私は舌を鳴らしながら、後ろの騒がしい音をシャットダウンした。
時刻は既に夜の九時で。
煌びやかな光を放つ街の中を駆け抜ければ――見えて来る。
開かれた街の中心部に聳え立つ摩天楼のような建物。
六角形の漆黒のビルには窓一つ存在しないように見える。
でも、そうじゃない。
窓が無いのではなく、窓を意図的に見えないように隠しているのだ。
何処の部屋に誰がいて、どんなものが置かれているのか。
遠く離れた場所からでも探知できないように、ビルの表面には薄いホロが張られている。
内部に侵入したとしても、何処に目当てのものがあるかは分からない。
世界中で暴れまわったテロリストたちから国家を守る為。
民間企業に任せていたそれを、国が管理にするようになった時代から存在するブラックボックス。

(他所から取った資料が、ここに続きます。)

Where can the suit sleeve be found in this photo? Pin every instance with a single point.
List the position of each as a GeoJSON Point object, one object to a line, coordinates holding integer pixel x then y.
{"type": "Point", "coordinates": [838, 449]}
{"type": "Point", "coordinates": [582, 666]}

一般人が知る事は愚か。検索する事すら許されない重要施設。
あれが、この国の国家通信監理センターで。
多くの人間の侵入を阻む為の最先端セキュリティが詰め込まれた場所だ。
既に目視で確認できるほどに近づいている。
あのビルの中に、私たちの目的である統合通信管理機器がある筈だった。
「ど、どうするんですか? 何か、立ってますよ!?」
「えぇ、立っているよ。何せ、私たちは――侵入者になるんだからね!」
「ひぃ!」
ゲートは封鎖されている。
その前には銃で武装した警備兵が立っていた。
私はアクセルを緩める事無く、端末に表示されたボタンを押した。
すると、その瞬間に監理センターの照明全てが消える。
開けた場所に建てられた大きな施設だ。
アレが発するライトが消えてしまえば何も見えない。
私は頭に付けていた暗視ゴーグルを装着する。
その瞬間に、暗闇の中で慌てふためく警備兵がハッキリと視認出来た。
ハッキングなんて十代の頃以来で……ゾクゾクする!
照明が全て消えた事によって、警備兵が慌てているのが分かった。
私は車のヘッドライトを完全に消して、暗闇に紛れて車を運転する。
皆に小さな明かりであろうともつけないように指示した。
そうして、前に立っている男たちがゲートから離れたのを確認して。
私は強くアクセルペダルを踏んで、勢いのままに――ゲートを破壊した。
バラバラと音が鳴って、ゲートを粉砕する。
大事な愛車は大きく凹んで傷物になってしまった。
悲しいし辛いけど……気にしてられない!
すると、遅れて立て直した警備兵が此方に発砲してきた。
後方から火薬の爆ぜる音が聞こえてきて。
ちゅんちゅんと放たれた弾丸の数発が車の装甲を撫でていった。
後ろのガラスが破られて、金属の何かに弾が弾かれた音が聞こえた。
ライアンと修二君は頭を抑えながらぶるぶると震えて情けない悲鳴を出していた。
カーラはしっかりと自分の体を支えながら「喚くな!」と叫んでいた。
幸運な事に、照明のハッキングは何とか成功した。
そして、照明を落とした事によって彼らは私たちを視認できていない。
無線を食い止める事が出来なくても、見えない中で動くことは出来ない筈だ。
そのまま車を動かして、私は激しくハンドルを切って回転させる。
ドリフトのように曲がりながら、中心部に設置された噴水を避けて。
芝生を派手に荒らしながら、勢いのままに駆け抜けていく。
そうして、そのままビルの前へと車を横付けして、車を停止させた。
シートベルトをしていなかった後ろの二人は、カエルが潰れたような声を発して。
私とカーラのシートに顔を押し付けながら、ぴくぴくと手を痙攣させていた。
「さ、降りて! くれぐれも、あのヘルメットは外さないように」
「な、何があってもですか?」
「何があってもよ!」
説明している時間は無い。
私はヘルメットと必要な物が入ったカバンをライアンから受け取る。
暗視ゴーグルを皆も装着して起動させているのを確認して、私は聳え立つビルを見つめる。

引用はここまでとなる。